No one else in Haster's party could see anything. Mrillis would have discounted
them, since they were all warriors with little
imbrose
. But Haster had the
clearest sight when it came to magic. After years of working with star-metal, learning to
direct the fall of starshowers, his
imbrose
had grown stronger. How could the
stargazer not see the Zygradon?

"Not that I doubt you," Haster said, when their combined group had started up
the tunnel to Lygroes again.

Because Ceera and Mrillis' company were on foot, the warriors walked too, five
ahead of them and five behind. Like guards. Mrillis didn't like the feeling that he and
Ceera and their company had suddenly become suspect.

Or was it that they had suddenly stepped beyond their places and their elders
and peers feared them?

"You two, together, have caused more change among our people, added to our
knowledge, changed our entire vision of magic and star-metal... I would be a fool to
doubt when you say something is so." Haster shrugged and glanced back at the wagon,
which was directly behind him.

He walked between Mrillis and Ceera, at the head of the company. Mrillis held
the lead reins for the horse that pulled the supply wagon, and only had to glance back
over his shoulder to see the Zygradon, gleaming softly in its nest of blankets among the
supplies. The star-metal in the walls responded as it had done all morning, shimmering
softly, glowing more brightly as the Zygradon approached, then slowly fading away as
the bowl passed. As if he could read Mrillis' thoughts, Haster nodded and gestured at the
streaks of light on the walls.

"That proves you've done something, and something is definitely here... but I
can't see it. None of us can. You say Threads are bound tightly to it, and all the Threads
of the world now flow through it... and I don't doubt you. That's what alarmed our
elders more than all of you appearing in the tunnel so suddenly. The music of the
Threads has changed."

"How?" Mrillis' voice threatened to crack at the sudden shock that jolted
through him.

"What have we done?" Ceera whispered.

"Oh, no, it's a good thing. I think. Where the strongest of us have always sensed
a slight discord, as if the Threads sang their own songs and didn't care if they were in
tune, now..." Haster grinned. "Now they are one massive harp, not fifty." He glanced
over his shoulder again. "If only I could see. It must be a marvelous and awesome sight,
the Threads going through it, the power of all that star-metal in one place."
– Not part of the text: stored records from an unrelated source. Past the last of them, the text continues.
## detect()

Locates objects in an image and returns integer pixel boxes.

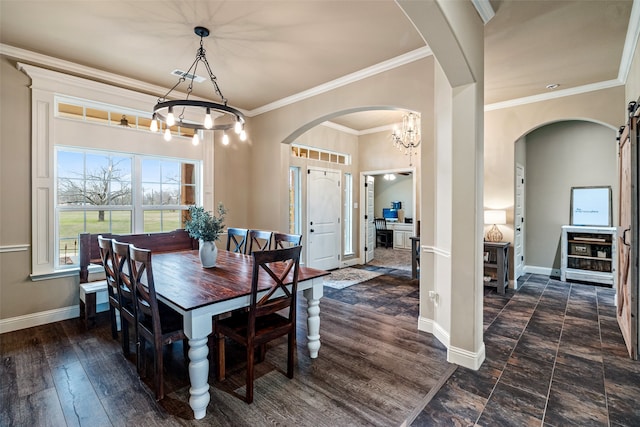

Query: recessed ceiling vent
[171,69,205,83]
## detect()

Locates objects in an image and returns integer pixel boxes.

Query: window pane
[87,108,109,124]
[144,210,186,233]
[58,151,84,178]
[57,178,85,206]
[142,159,160,182]
[142,184,162,205]
[162,184,180,205]
[58,212,84,265]
[161,162,180,183]
[58,102,84,120]
[85,211,131,234]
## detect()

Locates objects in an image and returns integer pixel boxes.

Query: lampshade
[484,210,507,225]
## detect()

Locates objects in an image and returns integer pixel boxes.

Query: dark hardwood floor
[5,265,640,427]
[0,266,455,427]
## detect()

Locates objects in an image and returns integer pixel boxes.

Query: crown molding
[471,0,496,24]
[484,79,624,111]
[247,46,433,117]
[618,0,640,82]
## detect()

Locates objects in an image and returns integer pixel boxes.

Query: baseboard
[447,342,485,371]
[340,258,362,268]
[418,316,449,348]
[0,303,109,334]
[0,304,80,334]
[524,265,560,277]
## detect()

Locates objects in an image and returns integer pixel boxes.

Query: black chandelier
[149,27,247,145]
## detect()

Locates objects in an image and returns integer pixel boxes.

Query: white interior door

"That's probably why it is invisible," Ceera said, nodding. Her frown deepened,
her thoughts almost visibly swirling through her head. "Just as a large lump of star-metal
made us invisible and untouchable through the Threads...the Zygradon hides itself. But
why can
we
see it? Shouldn't it have become invisible as soon as it was
formed?"

"We put ourselves into the making of it," Loereen offered.

"Yes, of course. You are bound to it," Haster said, nodding. "Consider this,
children." He winked as he said the word, because half the company were as tall as he,
or taller. "Because no one but you can see it, no one can steal it."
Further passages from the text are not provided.